Mentari menoleh ke belakang, ia melihat semua orang menunjuk tepat ke arahnya.

Ada copet yah? Gumamnya sambil melihat keadaan yang semula tenang menjadi ramai.

"KAK! DOMPET, KAK, DOMPET!!"

Dompet? Batinnya. Ia mengerutkan keningnya. Lalu ia melirik ke arah dashboard motornya, tempat ia meletakkan dompetnya. Dan...

Kosong.

Mentari melebarkan matanya diiringi jantungnya yang berdebar tak karuan. "Sialan! Dompet aku!" pekiknya. Lalu ia berlari meninggalkan motor matic yang dibiarkan terparkir sendiri.

"WOI!! COPET!! BERHENTI!!"

"BALIKIN DOMPET AKU!!"

"COPET!! BERHENTI!"

"BERHENTIIIII." Teriaknya saut-menyaut sambil berlari mengikuti kemana arah orang berlari.

"HOI! PARCOPET! BALIKIN DOMPET AKU!"

"COPET SIALAN! AKU BARU NARIK SEMALAM! BERENTI KAU!! BALIKIN DOMPET AKU!!"

Setelah sekian banyak ia teriak dan sekian jauh ia berlari, akhirnya gadis berkuncir kuda itu kelelahan.

"Co-pet...hahhh... Ber-henti...hhhh." ucapnya sytambil ngos-ngosan.

"Ak-aku...hah..hhh Cah-pek...hahhh." Mentari berhenti sejenak dalam keadaan membungkuk.
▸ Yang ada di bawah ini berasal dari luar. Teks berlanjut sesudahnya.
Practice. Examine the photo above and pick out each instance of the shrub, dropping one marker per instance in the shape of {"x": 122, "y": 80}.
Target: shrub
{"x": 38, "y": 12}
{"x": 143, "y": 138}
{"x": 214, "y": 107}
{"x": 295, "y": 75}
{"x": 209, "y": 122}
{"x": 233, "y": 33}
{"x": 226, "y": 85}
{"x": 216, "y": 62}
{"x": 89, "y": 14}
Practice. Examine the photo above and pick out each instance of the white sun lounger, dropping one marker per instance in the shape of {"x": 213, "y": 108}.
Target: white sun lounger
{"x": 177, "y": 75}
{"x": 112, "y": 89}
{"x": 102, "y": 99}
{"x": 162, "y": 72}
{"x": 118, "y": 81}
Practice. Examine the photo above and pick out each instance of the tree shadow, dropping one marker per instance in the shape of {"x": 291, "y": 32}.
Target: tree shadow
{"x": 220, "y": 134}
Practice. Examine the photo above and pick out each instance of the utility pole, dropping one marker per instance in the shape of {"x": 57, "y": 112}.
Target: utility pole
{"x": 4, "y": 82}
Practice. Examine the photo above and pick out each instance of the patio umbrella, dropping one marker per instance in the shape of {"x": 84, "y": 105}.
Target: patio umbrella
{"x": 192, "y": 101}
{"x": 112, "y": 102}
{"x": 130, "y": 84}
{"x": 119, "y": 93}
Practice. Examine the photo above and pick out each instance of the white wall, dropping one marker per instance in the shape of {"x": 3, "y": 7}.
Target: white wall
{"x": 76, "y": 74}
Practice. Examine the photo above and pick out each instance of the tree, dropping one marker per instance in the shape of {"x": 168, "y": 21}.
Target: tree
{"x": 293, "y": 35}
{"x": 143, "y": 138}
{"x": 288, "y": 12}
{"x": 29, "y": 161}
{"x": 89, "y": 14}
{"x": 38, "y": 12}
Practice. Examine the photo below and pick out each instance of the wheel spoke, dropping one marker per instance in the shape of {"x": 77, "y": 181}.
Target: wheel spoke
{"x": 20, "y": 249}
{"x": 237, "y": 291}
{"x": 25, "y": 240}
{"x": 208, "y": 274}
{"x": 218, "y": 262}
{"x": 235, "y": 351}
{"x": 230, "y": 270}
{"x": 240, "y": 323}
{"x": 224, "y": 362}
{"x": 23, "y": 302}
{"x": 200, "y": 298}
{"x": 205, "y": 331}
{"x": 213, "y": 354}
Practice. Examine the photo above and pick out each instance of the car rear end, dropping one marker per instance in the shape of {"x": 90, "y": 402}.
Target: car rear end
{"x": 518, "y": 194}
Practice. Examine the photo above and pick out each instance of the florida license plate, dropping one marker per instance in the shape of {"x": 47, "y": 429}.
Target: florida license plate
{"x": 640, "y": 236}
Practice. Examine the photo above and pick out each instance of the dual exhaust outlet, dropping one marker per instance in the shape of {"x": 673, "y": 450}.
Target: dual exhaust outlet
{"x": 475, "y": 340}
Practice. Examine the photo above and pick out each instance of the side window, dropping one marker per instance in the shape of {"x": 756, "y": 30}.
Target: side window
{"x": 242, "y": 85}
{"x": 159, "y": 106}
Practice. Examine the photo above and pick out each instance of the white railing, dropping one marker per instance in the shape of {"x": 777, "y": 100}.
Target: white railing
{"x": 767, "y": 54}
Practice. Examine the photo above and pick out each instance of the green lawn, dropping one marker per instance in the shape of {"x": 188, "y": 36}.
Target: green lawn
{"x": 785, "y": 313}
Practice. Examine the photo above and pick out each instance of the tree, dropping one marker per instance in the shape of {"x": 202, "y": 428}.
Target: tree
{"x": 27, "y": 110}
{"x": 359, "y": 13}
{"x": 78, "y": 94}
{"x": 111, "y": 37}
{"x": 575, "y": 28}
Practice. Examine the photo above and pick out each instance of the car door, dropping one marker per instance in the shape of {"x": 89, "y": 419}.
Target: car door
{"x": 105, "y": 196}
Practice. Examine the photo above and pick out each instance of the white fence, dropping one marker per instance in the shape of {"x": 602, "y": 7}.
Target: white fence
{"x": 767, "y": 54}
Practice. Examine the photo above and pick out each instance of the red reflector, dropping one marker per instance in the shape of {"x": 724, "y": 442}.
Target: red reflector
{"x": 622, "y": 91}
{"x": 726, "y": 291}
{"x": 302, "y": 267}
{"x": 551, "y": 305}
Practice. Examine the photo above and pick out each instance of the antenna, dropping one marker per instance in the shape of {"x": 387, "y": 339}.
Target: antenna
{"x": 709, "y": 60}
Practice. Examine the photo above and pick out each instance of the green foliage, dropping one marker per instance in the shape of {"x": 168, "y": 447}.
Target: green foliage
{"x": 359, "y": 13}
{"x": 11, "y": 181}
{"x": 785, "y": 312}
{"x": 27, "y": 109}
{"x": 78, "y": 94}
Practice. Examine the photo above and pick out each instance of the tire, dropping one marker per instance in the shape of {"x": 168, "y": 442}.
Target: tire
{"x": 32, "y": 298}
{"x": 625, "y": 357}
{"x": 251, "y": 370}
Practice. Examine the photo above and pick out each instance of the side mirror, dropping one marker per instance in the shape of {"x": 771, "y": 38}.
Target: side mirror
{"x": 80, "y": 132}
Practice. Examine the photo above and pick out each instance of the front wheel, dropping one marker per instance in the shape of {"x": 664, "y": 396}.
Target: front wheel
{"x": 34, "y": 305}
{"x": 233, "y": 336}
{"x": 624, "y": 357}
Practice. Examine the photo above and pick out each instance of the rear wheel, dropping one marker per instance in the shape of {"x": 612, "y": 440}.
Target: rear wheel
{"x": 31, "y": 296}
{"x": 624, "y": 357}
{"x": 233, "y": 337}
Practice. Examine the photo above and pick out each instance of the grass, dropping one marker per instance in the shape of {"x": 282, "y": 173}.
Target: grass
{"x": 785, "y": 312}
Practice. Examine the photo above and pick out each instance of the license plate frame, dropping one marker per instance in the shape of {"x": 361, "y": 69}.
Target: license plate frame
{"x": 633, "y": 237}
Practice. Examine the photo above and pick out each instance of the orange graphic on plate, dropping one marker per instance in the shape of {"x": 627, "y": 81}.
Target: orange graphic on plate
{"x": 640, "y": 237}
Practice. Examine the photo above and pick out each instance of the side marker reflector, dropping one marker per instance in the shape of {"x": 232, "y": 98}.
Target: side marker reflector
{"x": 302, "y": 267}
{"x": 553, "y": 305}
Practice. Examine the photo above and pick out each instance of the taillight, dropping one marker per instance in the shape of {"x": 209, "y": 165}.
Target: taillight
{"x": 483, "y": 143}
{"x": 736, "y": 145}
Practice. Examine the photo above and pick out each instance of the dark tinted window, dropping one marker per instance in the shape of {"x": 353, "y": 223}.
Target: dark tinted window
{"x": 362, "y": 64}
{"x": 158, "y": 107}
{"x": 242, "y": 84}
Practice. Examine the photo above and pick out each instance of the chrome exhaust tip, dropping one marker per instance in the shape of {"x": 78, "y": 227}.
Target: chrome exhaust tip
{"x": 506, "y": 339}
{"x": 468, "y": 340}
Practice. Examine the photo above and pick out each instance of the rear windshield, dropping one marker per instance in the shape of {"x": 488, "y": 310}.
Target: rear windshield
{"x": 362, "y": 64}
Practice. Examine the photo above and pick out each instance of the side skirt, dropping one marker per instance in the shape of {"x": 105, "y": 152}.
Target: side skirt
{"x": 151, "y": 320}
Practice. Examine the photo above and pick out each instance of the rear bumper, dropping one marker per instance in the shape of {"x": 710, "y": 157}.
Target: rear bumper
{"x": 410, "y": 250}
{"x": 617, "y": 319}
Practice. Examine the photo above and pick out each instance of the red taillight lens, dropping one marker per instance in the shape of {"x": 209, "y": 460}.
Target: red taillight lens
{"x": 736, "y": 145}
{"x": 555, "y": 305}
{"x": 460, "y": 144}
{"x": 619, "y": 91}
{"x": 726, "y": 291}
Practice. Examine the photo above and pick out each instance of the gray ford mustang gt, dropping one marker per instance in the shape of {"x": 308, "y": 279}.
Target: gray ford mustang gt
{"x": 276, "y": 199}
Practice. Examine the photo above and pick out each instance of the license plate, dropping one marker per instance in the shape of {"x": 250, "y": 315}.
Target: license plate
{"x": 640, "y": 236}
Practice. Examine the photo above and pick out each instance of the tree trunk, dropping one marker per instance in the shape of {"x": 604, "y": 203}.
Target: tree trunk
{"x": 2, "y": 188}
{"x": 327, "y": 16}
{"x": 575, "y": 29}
Ia kelelahan. Bahkan naik gunung tertinggi sesumatera utara saja tidak sebegini lelahnya, pikirnya.

Ya namanya berlari sambil teriak kuat-kuat, gimana gak capek toh?

Mentari menegakkan tubuhnya, mengambil nafas lagi dan lagi sampai ia tidak merasa ngos-ngosan lagi. Lalu ia memicingkan matanya, melihat ke arah persimpangan jalan sebelah kanan, terlihat kerumunan orang sedang berkumpul dan telinganya mendengar suara teriakan "copet" berakhir disana.